You are thinking of two uniformly moving objects meeting right? And that they both are expected to see the other ones clock going slower and their ship being 'Lorentz contracted'?
==

Using that we should expect that if placing two clocks, one on Earth and one in our 'muon ship' we both would see the others clock go slower than ours. But here we have defined one of the frames as 'inertial' when we make that example, namely Earth. But I agree, in any uniformly moving frame relative any other uniformly moving frame, it seems to me that it is up to you to define who is moving and who is 'inertial' relative who. As long as the universe doesn't have a gold standard for defining who is moving relative who. If we would find such a gold standard though? What would it tell us, that all objects move relative each other? Can you see how murky such a argument becomes if used?
==

There is one more argument you can make to differ it, that the 'muon ship' is accelerating relative Earth as it 'falls'. That one I find suspicious as I see it as the 'muon ship' following a geodesic, and looked at that way there is no difference between it falling to a planet or 'falling' in deep space.
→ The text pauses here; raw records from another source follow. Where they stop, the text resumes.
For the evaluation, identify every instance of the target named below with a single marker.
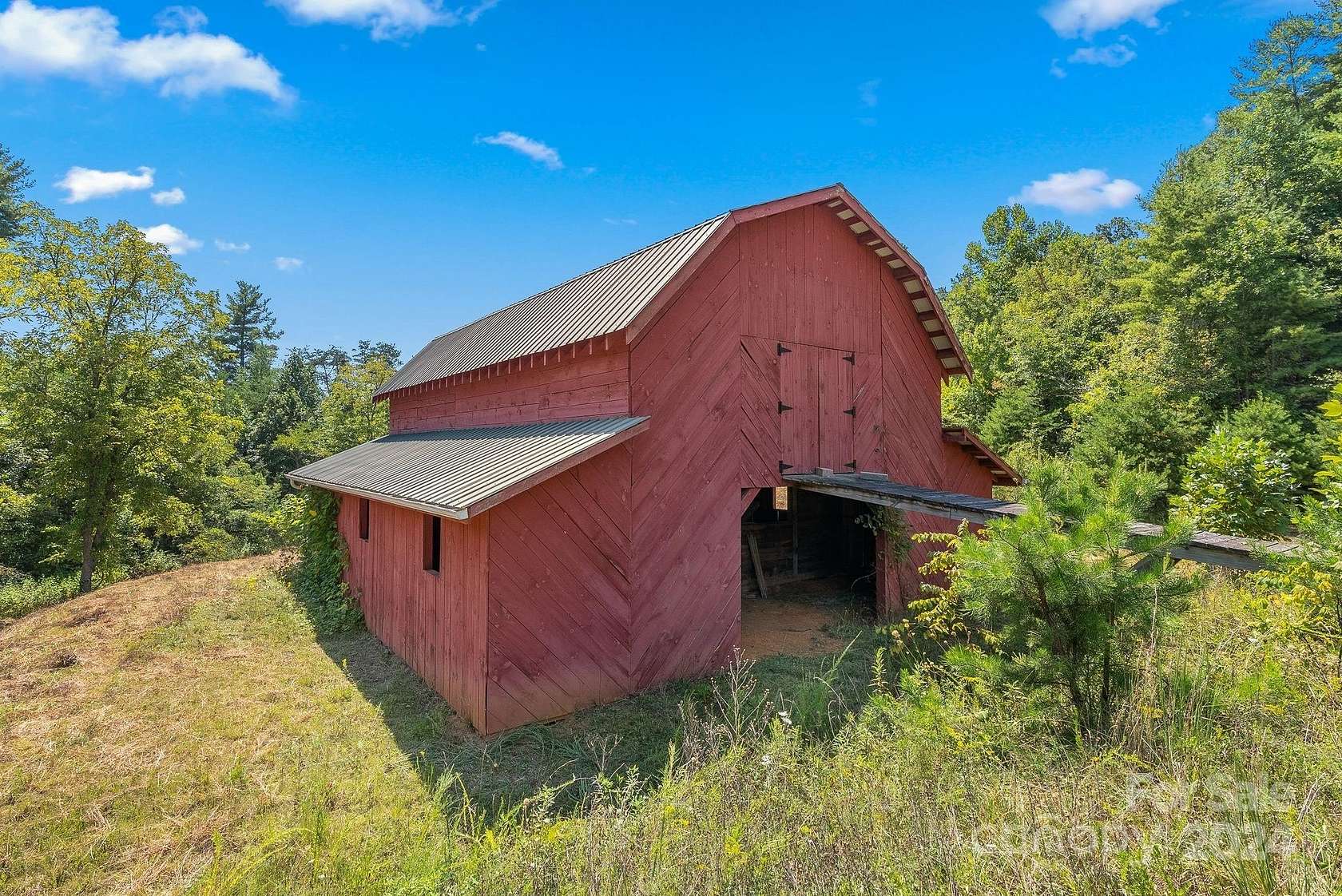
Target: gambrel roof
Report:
(623, 295)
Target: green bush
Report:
(211, 545)
(309, 523)
(1237, 486)
(1065, 594)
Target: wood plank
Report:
(759, 568)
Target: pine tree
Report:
(15, 177)
(250, 325)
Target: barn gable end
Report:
(788, 335)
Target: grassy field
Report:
(189, 732)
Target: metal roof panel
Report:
(459, 473)
(599, 302)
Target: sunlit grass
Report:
(204, 739)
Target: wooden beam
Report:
(759, 566)
(1212, 549)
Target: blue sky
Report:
(396, 168)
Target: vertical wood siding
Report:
(560, 589)
(685, 373)
(554, 387)
(434, 623)
(625, 570)
(761, 424)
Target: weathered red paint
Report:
(625, 569)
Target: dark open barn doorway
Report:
(807, 565)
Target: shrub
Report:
(309, 522)
(1237, 486)
(1065, 594)
(211, 545)
(1267, 418)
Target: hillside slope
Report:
(191, 732)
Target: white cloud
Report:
(180, 19)
(533, 149)
(868, 92)
(175, 196)
(1087, 189)
(172, 238)
(82, 184)
(85, 43)
(386, 19)
(1114, 55)
(1086, 18)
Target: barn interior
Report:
(807, 565)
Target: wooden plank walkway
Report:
(1204, 548)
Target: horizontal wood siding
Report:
(434, 623)
(686, 375)
(554, 387)
(558, 594)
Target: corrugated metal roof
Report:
(595, 303)
(459, 473)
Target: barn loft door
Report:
(816, 404)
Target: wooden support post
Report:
(759, 566)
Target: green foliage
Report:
(1237, 486)
(309, 521)
(15, 179)
(1065, 594)
(1304, 589)
(290, 404)
(1270, 420)
(347, 416)
(110, 377)
(248, 331)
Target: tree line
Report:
(1199, 341)
(144, 422)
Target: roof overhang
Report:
(1003, 473)
(868, 232)
(462, 473)
(633, 291)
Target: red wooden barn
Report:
(556, 519)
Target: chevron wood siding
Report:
(625, 570)
(434, 623)
(560, 594)
(685, 373)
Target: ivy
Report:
(319, 578)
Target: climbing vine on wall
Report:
(319, 578)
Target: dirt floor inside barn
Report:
(160, 724)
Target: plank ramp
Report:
(1204, 548)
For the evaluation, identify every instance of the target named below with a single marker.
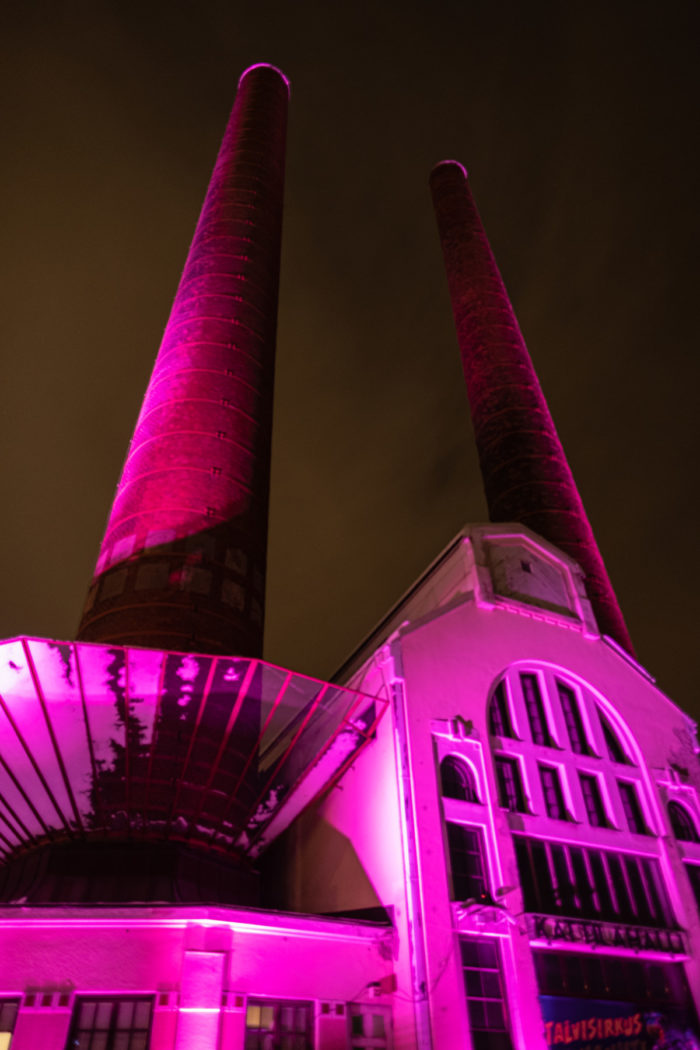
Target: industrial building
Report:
(484, 833)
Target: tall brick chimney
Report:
(183, 562)
(526, 475)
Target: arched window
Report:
(500, 720)
(458, 780)
(682, 823)
(616, 752)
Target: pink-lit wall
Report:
(199, 964)
(441, 654)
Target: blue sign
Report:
(590, 1024)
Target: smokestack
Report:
(526, 475)
(183, 562)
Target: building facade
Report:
(484, 833)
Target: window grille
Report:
(368, 1026)
(500, 720)
(572, 718)
(510, 784)
(632, 807)
(682, 822)
(551, 786)
(278, 1024)
(535, 710)
(110, 1024)
(458, 780)
(8, 1009)
(484, 989)
(593, 800)
(581, 882)
(615, 751)
(466, 858)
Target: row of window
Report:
(568, 880)
(125, 1024)
(600, 977)
(501, 722)
(581, 882)
(511, 795)
(485, 993)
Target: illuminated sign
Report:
(605, 935)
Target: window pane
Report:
(104, 1014)
(142, 1014)
(572, 718)
(124, 1014)
(535, 709)
(500, 721)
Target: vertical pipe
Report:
(183, 562)
(527, 478)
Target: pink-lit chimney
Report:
(526, 475)
(183, 562)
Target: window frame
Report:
(277, 1005)
(112, 1030)
(462, 879)
(552, 792)
(632, 807)
(534, 709)
(593, 802)
(488, 988)
(573, 718)
(511, 762)
(682, 820)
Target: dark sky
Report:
(578, 123)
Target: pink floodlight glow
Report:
(183, 560)
(183, 747)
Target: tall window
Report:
(632, 809)
(484, 989)
(466, 859)
(572, 718)
(368, 1026)
(110, 1024)
(551, 788)
(694, 876)
(593, 800)
(500, 720)
(615, 751)
(535, 709)
(8, 1008)
(682, 823)
(510, 784)
(458, 780)
(284, 1026)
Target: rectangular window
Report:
(632, 809)
(577, 881)
(615, 752)
(551, 786)
(466, 859)
(8, 1008)
(368, 1026)
(535, 709)
(510, 784)
(500, 721)
(694, 876)
(484, 989)
(611, 978)
(111, 1024)
(593, 800)
(270, 1023)
(572, 718)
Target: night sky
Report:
(578, 123)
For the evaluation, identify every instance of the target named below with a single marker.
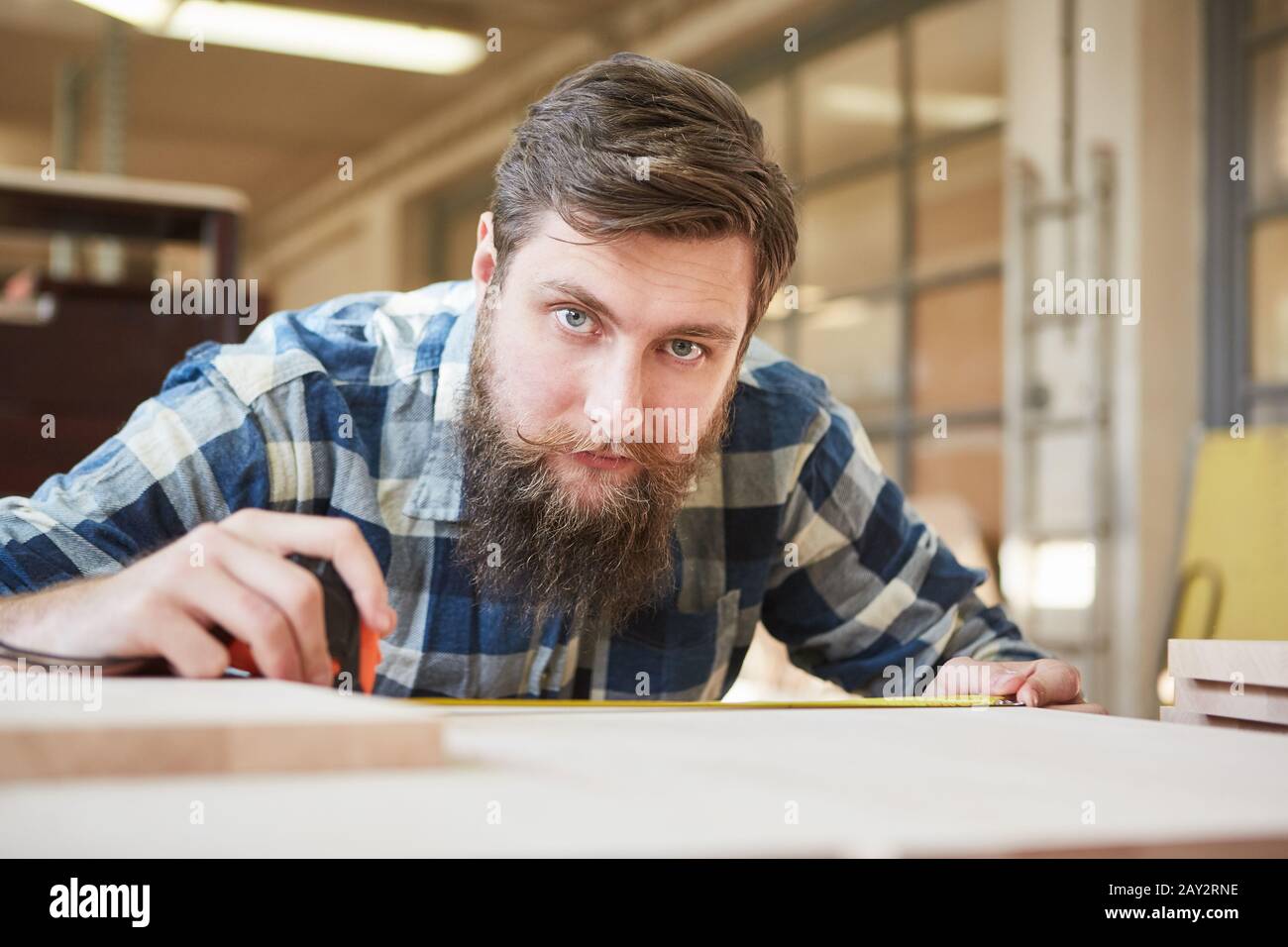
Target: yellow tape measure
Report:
(964, 701)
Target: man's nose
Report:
(614, 397)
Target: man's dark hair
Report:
(580, 154)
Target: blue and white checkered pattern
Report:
(347, 408)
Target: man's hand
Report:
(232, 574)
(1042, 684)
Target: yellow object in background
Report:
(1234, 565)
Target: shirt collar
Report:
(438, 491)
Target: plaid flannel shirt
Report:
(348, 407)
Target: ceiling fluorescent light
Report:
(145, 14)
(339, 38)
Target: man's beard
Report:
(528, 540)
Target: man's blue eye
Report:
(686, 350)
(574, 318)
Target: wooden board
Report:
(713, 783)
(1218, 697)
(1257, 663)
(1199, 719)
(167, 725)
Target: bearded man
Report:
(575, 474)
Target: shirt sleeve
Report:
(867, 595)
(194, 453)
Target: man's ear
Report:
(484, 256)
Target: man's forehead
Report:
(707, 273)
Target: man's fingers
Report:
(295, 591)
(325, 538)
(213, 595)
(189, 648)
(1051, 682)
(964, 676)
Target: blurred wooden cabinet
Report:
(84, 355)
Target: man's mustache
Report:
(562, 438)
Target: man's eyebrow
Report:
(712, 331)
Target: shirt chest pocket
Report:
(679, 655)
In fact Einstein himself defined gravity's potential to exist even when not measurable, which some didn't like at all. But I like that way of looking at it, as I see gravity as something permeating all there is.

"...what characterizes the existence of a gravitational field from the empirical standpoint is the non-vanishing of the  G^1ik, not the non-vanishing of the [curvature].  If one does not think intuitively in such a way, one cannot grasp why something like a curvature should have anything at all to do with gravitation.  In any case, no reasonable person would have hit upon such a thing.  The key for the understanding of the equality of inertial and gravitational mass is missing."

And

"as Einstein later recalled, the thought occurred to him while writing this paper that a person in gravitational free-fall doesn’t feel their own weight. It’s as if the gravitational field does not exist. This is remarkably similar to Galileo’s realization (three centuries earlier) that, for a person in uniform motion, it is as if the motion does not exist. Interestingly, Galileo is also closely associated with the fact that a (homogeneous) gravitational field can be “transformed away” by a state of motion, because he was among the first to explicitly recognize the equality of inertial and gravitational mass. As a consequence of this equality, the free-fall path of a small test particle in a gravitational field is independent of the particle's composition. If we consider two coordinate systems S1 and S2, the first accelerating (in empty space) at a rate g in the x direction, and the second at rest in a homogeneous gravitational field that imparts to all objects an acceleration of –g in the x direction, then Einstein observed that

…as far as we know, the physical laws with respect to the S1 system do not differ from those with respect to the S2 system… we shall therefore assume the complete physical equivalence of a gravitational field and a corresponding acceleration of the reference system...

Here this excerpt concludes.